Ich bin mir bewusst, dass dieses Buch zur Weltliteratur gehört. Und ich weiß außerdem, dass es den Zeitgeist traf, der bei der Erstveröffentlichung 1851 (als Buch 1852) herrschte. Und doch…
Ich habe das Werk gelesen, an manchen Stellen war ich auch berührt davon. Aber ich habe – je länger das Buch war – eine gewisse Abscheu entwickelt. Nicht wegen der “in den USA seit langem heftige Kritik aufgrund der von vielen als zu unterwürfig bezeichneten Darstellung der Sklaven”(wikipedia) – die ich so gar nicht erkennen kann, da es viele starke Figuren im Buch gibt, die dem widersprechen. Sondern wegen der alles übertünchenden Religion.

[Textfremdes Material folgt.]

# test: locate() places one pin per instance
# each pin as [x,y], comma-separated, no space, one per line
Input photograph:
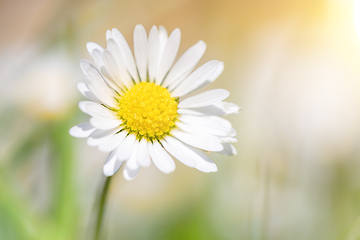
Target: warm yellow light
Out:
[357,16]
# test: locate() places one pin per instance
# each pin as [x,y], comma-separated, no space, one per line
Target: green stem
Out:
[101,208]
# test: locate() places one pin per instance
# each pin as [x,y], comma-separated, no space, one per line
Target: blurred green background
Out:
[293,67]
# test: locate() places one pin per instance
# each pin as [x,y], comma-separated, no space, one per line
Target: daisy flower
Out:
[143,107]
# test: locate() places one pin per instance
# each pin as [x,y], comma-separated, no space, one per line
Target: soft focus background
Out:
[293,67]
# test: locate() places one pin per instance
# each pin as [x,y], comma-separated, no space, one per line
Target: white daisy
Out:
[140,108]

Es mag ja sein, dass mich meine eigene Geschichte und die eigene Behandlung dieses Themas besonders empfindlich macht; aber mich macht diese “gottgegebene” Schicksalsergebenheit einfach nur wütend.
Anfangs glänzt das Buch durch eine relativ genaue Beschreibung des Lebens der Protagonisten. Allerdings kommt mir das, was über das Leben der Sklaven erzählt wird, oft sehr oberflächlich vor. Das Leid wird beschrieben. Aber nie so, dass es der Leser nacherleben, nach- und mitempfinden kann. Beecher-Stowe kennt – das ist zu spüren – das Leben der Sklavenhalter besser. So wie heute die “Wilmersdorfer Witwen” beim Kaffekränzchen sich über “die armen Neger in Afrika” unterhalten, dabei Nestlé-Kaffee trinken und sich über Schnäppchen unterhalten.
Es wirkt unecht. Es ist unecht.
Hier sind Bücher wie “Eine Zusammenkunft alter Männer” von Ernest J. Gainesville oder Harper Lees’ “Wer die Nachtigall stört” einfacher und ehrlicher. Sie sind glaubwürdiger, weil die Perspektive stimmt. Und das fehlt mir an “Onkel Toms Hütte”.
Wie gesagt: und dann noch die christliche Soße über Allem. (So wie in der DDR die “utopischen Romane über gute Plots die “rote Soße” gegossen bekamen.) Elend zu krepieren im Schuppen und dafür dem “Herren” Dank zu sagen ist nichts, was ich für erstrebenswert halte. Oder überhaupt nur für glaubwürdig. Auch wenn ich weiß, dass ich das aus meiner Sicht so empfinde, glaube ich nicht, dass Menschen jemals gern so gestorben sind.
Heutzutage könnte man solch ein Buch nicht mehr auf diese Art schreiben. Schon allein der dramaturgische Aufbau hält keiner Kritik mehr stand (die zwei Erzählungsstränge laufen nicht einmal zeitlich so recht parallel).
“Onkel Toms Hütte” war Weltliteratur, hat aber heute kaum noch die Kraft, aufzurütteln. Es war ein wichtiges Buch, ist es aber nicht mehr.